SSE2 support #6

scottlamb · 2024-09-19T20:46:40Z

This deinterleaves 8-bit pairs via the PACKUSWB instruction: either shifting right to get the high 8 bits of every 16, or ANDing to get the low 8 bits of every 16. I took that idea from compiling the following code:

https://godbolt.org/z/enaMY7v4o

use std::arch::x86_64;
use std::simd::i8x16;

pub unsafe fn process(
    top_uyvy_addr: *const u8,
    bot_uyvy_addr: *const u8,
    top_y_addr: *mut u8,
    bot_y_addr: *mut u8,
    u_addr: *mut u8,
    v_addr: *mut u8,
) {
    let [top_uv, bot_uv] = [
        (top_uyvy_addr, top_y_addr),
        (bot_uyvy_addr, bot_y_addr),
    ].map(|(uyvy_addr, y_addr)| {
        let uyvy = std::ptr::read_unaligned(uyvy_addr as *const [i8x16; 4]);
        let (uv_hi, y_hi) = uyvy[0].deinterleave(uyvy[1]);
        let (uv_lo, y_lo) = uyvy[2].deinterleave(uyvy[3]);
        std::ptr::write_unaligned(y_addr as *mut i8x16, y_hi);
        std::ptr::write_unaligned(y_addr.add(16) as *mut i8x16, y_lo);
        [uv_hi, uv_lo]
    });
    let uv = [
        i8x16::from(x86_64::_mm_avg_epu8(top_uv[0].into(), bot_uv[0].into())),
        i8x16::from(x86_64::_mm_avg_epu8(top_uv[1].into(), bot_uv[1].into())),
    ];
    let (u, v) = uv[0].deinterleave(uv[1]);
    std::ptr::write_unaligned(u_addr as *mut i8x16, u);
    std::ptr::write_unaligned(v_addr as *mut i8x16, v);
}

Its performance is surprisingly good: 24 GB/s cold, 73 GB/s hot.

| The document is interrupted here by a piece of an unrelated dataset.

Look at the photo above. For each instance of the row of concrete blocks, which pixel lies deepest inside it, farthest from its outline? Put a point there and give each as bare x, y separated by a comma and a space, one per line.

Some noise in all these measurements.

cold/memcpy_baseline    time:   [6.1385 ms 6.1503 ms 6.1639 ms]
                        thrpt:  [35.090 GiB/s 35.168 GiB/s 35.236 GiB/s]
                 change:
                        time:   [+0.8184% +1.1318% +1.4649%] (p = 0.00 < 0.05)
                        thrpt:  [-1.4438% -1.1191% -0.8117%]
                        Change within noise threshold.
cold/libyuv             time:   [8.9479 ms 8.9586 ms 8.9708 ms]
                        thrpt:  [24.111 GiB/s 24.144 GiB/s 24.173 GiB/s]
                 change:
                        time:   [+1.8972% +2.0382% +2.2017%] (p = 0.00 < 0.05)
                        thrpt:  [-2.1543% -1.9975% -1.8619%]
                        Performance has regressed.
cold/explicit_avx2_double
                        time:   [8.5369 ms 8.5513 ms 8.5665 ms]
                        thrpt:  [25.249 GiB/s 25.294 GiB/s 25.336 GiB/s]
                 change:
                        time:   [+12.556% +12.813% +13.076%] (p = 0.00 < 0.05)
                        thrpt:  [-11.564% -11.358% -11.155%]
                        Performance has regressed.
cold/explicit_avx2_single
                        time:   [8.0669 ms 8.0752 ms 8.0852 ms]
                        thrpt:  [26.752 GiB/s 26.785 GiB/s 26.812 GiB/s]
                 change:
                        time:   [+1.6387% +1.7825% +1.9258%] (p = 0.00 < 0.05)
                        thrpt:  [-1.8894% -1.7513% -1.6123%]
                        Performance has regressed.
cold/explicit_sse2      time:   [8.9443 ms 8.9541 ms 8.9652 ms]
                        thrpt:  [24.126 GiB/s 24.156 GiB/s 24.182 GiB/s]
cold/auto_avx2_64       time:   [32.122 ms 32.139 ms 32.158 ms]
                        thrpt:  [6.7260 GiB/s 6.7300 GiB/s 6.7335 GiB/s]
                 change:
                        time:   [+0.4201% +0.4922% +0.5622%] (p = 0.00 < 0.05)
                        thrpt:  [-0.5591% -0.4898% -0.4184%]
                        Change within noise threshold.
Benchmarking cold/auto_vanilla_64: Warming up for 3.0000 s
Warning: Unable to complete 100 samples in 5.0s. You may wish to increase target time to 5.3s, or reduce sample count to 90.
cold/auto_vanilla_64    time:   [53.057 ms 53.092 ms 53.132 ms]
                        thrpt:  [4.0708 GiB/s 4.0739 GiB/s 4.0766 GiB/s]
                 change:
                        time:   [-0.5970% -0.5149% -0.4217%] (p = 0.00 < 0.05)
                        thrpt:  [+0.4235% +0.5176% +0.6006%]
                        Change within noise threshold.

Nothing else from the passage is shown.